In the area of monetary stability, the Central Bank exports deteriorated dollar bills and imports new bills to keep balances available for economy liquidity and it carries on the monetary integration process consolidation.
On the other hand, CRB produces economic and financial information, which is an important input for decision-making and creates economic expectations for both companies and families. In order enforce transparency of information; the Bank has subscribed an agreement with the International Monetary Fund (IMF) to comply with its Special Data Disclosure Standards. All this led to being granted international awards due to its timely, dependable, and transparent information.
How does the Central Bank of El Salvador control the money supply?
Do they have a covenant with the Fed?
Some economists argue that a fixed exchange rate should be supported by a currency board, such as that used by Argentina in the 1990s.
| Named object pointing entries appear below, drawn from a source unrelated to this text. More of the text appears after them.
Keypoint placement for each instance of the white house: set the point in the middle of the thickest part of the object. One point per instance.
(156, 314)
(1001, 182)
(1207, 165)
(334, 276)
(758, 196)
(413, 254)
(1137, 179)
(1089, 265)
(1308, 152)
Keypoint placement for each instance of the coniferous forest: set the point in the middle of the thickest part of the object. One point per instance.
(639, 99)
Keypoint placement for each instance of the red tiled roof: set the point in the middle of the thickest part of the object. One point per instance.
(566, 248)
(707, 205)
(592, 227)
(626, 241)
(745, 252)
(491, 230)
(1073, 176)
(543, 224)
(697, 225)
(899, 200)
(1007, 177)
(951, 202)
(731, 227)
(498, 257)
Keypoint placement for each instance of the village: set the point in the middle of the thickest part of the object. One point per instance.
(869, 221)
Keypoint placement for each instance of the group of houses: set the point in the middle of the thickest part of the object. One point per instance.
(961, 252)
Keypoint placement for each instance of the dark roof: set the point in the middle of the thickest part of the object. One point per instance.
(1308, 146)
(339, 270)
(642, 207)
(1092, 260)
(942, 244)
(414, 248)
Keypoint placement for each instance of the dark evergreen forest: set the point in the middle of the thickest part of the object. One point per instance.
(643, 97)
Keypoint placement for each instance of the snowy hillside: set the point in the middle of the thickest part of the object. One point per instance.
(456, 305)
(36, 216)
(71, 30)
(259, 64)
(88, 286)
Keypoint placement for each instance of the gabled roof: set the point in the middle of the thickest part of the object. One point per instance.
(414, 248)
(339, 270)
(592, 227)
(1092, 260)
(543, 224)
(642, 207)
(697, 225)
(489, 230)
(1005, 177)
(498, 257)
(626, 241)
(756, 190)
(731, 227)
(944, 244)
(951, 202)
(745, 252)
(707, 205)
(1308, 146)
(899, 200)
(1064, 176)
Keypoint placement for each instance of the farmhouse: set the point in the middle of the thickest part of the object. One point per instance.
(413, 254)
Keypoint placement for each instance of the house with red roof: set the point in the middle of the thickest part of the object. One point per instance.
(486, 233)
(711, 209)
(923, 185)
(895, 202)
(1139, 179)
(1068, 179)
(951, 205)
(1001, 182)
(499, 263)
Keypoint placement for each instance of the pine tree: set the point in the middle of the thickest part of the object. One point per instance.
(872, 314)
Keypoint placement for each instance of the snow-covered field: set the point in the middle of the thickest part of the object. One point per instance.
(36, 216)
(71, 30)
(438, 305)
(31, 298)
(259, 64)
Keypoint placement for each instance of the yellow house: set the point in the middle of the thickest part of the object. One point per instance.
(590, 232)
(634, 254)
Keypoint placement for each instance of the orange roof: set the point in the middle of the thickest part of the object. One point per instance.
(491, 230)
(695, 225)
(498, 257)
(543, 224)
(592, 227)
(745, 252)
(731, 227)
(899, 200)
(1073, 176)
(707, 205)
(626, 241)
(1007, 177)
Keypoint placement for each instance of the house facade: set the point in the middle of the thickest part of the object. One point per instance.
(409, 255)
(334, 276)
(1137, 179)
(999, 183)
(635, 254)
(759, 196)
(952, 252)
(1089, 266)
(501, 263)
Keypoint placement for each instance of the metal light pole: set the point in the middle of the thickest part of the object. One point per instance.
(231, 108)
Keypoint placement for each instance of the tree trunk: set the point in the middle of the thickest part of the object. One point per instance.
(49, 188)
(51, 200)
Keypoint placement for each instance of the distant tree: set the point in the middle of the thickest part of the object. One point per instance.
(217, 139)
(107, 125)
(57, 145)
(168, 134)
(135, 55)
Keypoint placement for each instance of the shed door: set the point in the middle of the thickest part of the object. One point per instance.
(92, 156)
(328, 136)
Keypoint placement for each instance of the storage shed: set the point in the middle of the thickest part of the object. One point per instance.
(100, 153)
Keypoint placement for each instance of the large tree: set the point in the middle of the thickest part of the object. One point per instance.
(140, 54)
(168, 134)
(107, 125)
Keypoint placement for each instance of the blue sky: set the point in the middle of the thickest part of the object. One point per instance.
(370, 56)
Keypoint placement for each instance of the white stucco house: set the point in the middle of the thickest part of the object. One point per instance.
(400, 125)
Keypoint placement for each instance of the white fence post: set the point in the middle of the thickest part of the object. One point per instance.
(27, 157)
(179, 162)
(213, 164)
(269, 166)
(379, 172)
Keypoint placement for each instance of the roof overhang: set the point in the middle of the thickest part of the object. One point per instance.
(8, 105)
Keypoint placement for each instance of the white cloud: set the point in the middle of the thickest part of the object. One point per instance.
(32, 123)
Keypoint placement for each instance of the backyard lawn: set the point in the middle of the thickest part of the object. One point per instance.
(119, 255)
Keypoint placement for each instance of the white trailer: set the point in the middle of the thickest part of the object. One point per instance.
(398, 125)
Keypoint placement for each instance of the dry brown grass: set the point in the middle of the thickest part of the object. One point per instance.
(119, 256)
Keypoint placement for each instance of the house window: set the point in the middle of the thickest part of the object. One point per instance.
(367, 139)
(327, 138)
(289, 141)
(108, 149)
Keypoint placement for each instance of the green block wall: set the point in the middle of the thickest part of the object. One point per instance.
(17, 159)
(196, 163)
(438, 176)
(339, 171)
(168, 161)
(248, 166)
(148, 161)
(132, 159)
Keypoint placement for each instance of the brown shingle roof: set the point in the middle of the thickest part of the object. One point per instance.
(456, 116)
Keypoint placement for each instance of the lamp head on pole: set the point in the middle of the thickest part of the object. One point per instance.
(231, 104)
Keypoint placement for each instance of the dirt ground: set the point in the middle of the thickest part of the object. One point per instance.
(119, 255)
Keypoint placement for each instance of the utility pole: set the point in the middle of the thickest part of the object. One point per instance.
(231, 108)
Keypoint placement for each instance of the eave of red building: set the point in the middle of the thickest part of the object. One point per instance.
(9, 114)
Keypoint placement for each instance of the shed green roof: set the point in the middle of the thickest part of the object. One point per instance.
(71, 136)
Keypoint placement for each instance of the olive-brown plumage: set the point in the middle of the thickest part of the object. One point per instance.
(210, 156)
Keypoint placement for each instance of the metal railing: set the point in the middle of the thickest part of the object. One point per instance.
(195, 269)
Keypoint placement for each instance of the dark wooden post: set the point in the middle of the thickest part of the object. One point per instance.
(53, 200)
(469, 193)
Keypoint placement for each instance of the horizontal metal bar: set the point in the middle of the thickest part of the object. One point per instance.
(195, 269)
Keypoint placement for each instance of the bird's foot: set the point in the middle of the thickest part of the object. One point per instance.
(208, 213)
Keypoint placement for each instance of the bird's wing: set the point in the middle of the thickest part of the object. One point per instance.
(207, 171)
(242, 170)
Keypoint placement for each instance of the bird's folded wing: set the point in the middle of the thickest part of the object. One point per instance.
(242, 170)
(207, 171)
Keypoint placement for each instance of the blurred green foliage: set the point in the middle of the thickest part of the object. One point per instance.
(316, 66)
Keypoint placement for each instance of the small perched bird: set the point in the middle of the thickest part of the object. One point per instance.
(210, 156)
A currency board is an arrangement by which the central bank holds enough foreign currency to back each unit of the domestic currency. In our example, the central bank would hold one U.S. dollar (or one dollar invested in a U.S. government bond) for every peso. No matter how many pesos turned up at the central bank to be exchanged, the central bank would never run out of dollars.
Once a central bank has adopted a currency board, it might consider the natural next step: it can abandon the peso altogether and let its country use the U.S. dollar. Such a plan is called dollarization. It happens on its own in high-inflation economies, where foreign currencies offer a more reliable store of value than the domestic currency. But it can also occur as a matter of public policy, as in Panama. If a country really wants its currency to be irrevocably fixed to the dollar, the most reliable method is to make its currency the dollar. The only loss from dollarization is the seignior age revenue that a government gives up by relinquishing its control over the printing press. The U.S. government then gets the revenue that is generated by growth in the money supply.
The CIA reports that El Salvador dollarized in 2001. Now, when the Fed set monetary policy for the U.S. economy, it also set monetary policy for the economy of El Salvador.